Recorte de Heraldo de Aragón que habla de las sillas de La Caridad.
Recorte de Heraldo de Aragón que habla de las sillas de La Caridad.
HA

A principios de este siglo culminó esta tradición. "Con el paso del tiempo, la legislación impidió poner precio, tenía que ser un donativo voluntario y era muy difícil de controlar... Además, el itinerario se hizo más largo", sostiene el director. A pesar de que hace años que ya no ocupan las aceras, los zaragozanos siguen llamando a la fundación para preguntarles si las instalan el Viernes Santo. "Sobre todo es gente mayor que quiere ver la procesión y no puede estar de pie tanto tiempo", mencionan desde la entidad.

Las 1.200 sillas de la actualidad se prestan a cambio de un donativo para reuniones de vecinos, cenas de Nochebuena, actos de peñas o convites en fincas.
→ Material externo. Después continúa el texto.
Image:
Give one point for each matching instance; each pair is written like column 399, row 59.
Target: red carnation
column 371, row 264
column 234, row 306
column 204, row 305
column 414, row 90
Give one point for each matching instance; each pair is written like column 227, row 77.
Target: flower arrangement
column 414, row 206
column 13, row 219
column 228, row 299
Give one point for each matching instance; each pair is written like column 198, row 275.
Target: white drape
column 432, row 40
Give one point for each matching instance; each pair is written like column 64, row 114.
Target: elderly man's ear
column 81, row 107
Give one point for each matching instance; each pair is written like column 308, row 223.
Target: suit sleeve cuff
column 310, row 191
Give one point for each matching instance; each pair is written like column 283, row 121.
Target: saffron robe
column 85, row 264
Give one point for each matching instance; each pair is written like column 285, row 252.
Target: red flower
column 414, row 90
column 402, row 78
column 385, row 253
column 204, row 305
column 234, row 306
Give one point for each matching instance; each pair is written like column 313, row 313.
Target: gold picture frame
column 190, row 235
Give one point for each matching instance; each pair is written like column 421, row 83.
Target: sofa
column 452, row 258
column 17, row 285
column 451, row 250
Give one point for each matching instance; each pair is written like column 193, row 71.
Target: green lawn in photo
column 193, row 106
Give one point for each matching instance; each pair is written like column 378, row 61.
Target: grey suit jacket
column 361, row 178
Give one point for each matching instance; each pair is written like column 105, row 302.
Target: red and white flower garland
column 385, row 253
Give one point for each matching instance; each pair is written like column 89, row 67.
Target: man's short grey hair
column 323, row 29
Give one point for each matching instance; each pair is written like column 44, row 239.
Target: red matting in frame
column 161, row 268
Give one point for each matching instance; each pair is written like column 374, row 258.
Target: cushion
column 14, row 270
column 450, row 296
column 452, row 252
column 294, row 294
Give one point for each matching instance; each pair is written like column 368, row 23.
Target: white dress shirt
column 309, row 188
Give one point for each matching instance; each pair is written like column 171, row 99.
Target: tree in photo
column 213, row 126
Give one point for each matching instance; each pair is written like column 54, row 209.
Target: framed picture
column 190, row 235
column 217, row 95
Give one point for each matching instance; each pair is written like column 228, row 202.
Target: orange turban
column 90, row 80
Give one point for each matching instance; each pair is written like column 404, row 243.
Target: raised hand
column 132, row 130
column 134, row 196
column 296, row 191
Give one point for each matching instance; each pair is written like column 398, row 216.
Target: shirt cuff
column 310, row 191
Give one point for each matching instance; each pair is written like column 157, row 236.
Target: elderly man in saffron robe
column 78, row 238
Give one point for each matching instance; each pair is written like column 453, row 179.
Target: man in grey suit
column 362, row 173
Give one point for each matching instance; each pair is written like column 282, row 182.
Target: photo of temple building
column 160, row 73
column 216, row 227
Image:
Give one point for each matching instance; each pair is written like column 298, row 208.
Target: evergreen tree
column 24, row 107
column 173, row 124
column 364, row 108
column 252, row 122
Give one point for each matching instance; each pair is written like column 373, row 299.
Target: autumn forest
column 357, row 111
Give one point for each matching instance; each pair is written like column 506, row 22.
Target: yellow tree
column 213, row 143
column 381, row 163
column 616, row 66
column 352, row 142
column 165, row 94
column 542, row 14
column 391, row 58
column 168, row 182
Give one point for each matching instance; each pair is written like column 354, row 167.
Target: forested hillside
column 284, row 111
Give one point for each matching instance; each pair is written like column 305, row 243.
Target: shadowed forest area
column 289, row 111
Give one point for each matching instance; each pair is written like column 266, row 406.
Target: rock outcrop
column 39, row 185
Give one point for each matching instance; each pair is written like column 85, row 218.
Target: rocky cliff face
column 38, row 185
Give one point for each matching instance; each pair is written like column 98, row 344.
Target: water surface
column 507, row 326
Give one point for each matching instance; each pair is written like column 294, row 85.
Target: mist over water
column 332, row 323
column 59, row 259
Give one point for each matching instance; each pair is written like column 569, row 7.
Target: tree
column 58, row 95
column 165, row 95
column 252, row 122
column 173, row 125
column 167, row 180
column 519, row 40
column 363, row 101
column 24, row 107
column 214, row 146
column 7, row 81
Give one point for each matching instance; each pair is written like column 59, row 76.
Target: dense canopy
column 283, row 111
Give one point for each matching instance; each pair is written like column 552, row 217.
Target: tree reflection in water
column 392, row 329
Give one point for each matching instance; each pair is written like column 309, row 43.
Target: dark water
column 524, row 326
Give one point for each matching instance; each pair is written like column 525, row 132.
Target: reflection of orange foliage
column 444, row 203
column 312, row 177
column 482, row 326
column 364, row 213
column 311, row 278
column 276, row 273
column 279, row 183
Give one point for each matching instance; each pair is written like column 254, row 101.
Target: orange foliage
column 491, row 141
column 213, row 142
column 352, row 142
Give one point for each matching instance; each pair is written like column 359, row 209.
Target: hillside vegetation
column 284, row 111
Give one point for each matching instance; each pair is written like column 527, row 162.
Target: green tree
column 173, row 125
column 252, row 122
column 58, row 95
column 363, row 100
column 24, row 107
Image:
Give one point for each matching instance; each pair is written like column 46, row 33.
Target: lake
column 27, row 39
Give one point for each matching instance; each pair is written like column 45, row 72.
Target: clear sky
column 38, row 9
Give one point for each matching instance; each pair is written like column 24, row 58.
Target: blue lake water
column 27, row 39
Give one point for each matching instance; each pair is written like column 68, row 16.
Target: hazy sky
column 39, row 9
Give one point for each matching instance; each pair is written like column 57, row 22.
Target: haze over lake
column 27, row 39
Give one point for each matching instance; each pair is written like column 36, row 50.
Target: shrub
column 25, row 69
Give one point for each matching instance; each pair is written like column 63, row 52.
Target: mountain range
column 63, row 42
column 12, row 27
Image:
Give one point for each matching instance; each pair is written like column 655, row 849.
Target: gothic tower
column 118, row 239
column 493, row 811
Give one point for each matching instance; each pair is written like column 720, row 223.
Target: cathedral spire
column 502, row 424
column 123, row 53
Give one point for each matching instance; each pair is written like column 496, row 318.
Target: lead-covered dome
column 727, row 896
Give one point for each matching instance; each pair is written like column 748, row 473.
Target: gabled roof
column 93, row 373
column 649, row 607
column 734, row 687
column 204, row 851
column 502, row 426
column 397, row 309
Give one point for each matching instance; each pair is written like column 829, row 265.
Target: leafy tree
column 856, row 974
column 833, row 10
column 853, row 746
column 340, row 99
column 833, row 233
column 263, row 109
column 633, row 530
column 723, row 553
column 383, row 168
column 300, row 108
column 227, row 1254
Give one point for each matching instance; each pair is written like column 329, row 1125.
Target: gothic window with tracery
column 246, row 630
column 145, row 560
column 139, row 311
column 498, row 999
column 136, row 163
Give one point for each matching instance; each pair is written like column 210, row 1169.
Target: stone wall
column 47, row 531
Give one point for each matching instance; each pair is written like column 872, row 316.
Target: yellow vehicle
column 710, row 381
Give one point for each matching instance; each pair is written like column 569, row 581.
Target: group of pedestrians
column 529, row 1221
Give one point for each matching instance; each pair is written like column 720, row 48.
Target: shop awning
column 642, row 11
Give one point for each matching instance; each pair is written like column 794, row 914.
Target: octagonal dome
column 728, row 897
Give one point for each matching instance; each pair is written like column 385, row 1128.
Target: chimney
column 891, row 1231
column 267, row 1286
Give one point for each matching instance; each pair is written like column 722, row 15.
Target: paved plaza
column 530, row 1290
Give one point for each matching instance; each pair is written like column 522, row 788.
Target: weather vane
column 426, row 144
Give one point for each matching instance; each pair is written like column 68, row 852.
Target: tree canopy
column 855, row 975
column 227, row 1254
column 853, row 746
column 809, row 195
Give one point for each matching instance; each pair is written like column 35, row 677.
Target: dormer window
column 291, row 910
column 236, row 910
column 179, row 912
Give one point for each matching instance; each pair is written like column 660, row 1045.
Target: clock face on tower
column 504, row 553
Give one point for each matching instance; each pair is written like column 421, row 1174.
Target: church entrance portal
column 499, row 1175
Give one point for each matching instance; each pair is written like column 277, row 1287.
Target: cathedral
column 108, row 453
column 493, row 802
A pesar de que no tienen la misma actividad que antes, siguen siendo un icono de La Caridad, tanto que ponen nombre a sus premios, y también para el conjunto de la ciudad.

Detalle de una de las sillas de La Caridad.
Detalle de una de las sillas de La Caridad.
Guillermo Mestre

Más servicio en este año de pandemia

Las tres áreas de trabajo de la Fundación La Caridad —infancia, mayores y personas sin hogar— han continuado durante la pandemia de coronavirus. Hace algo más de un año los servicios educativos se cerraron, pero la formación siguió incluso con el reto de la brecha digital. Sus mayores no acudían al centro de día, pero estuvieron atendidos gracias al servicio telefónico.

"Pasamos de servir de 700 comidas a diario a 1.700. De un día para otro tuvimos que llegar a personas que no disponían de medios para cocinar. Casi triplicamos este servicio. Ahora estaremos repartiendo unas 1.400", apunta Daniel Gimeno, el director.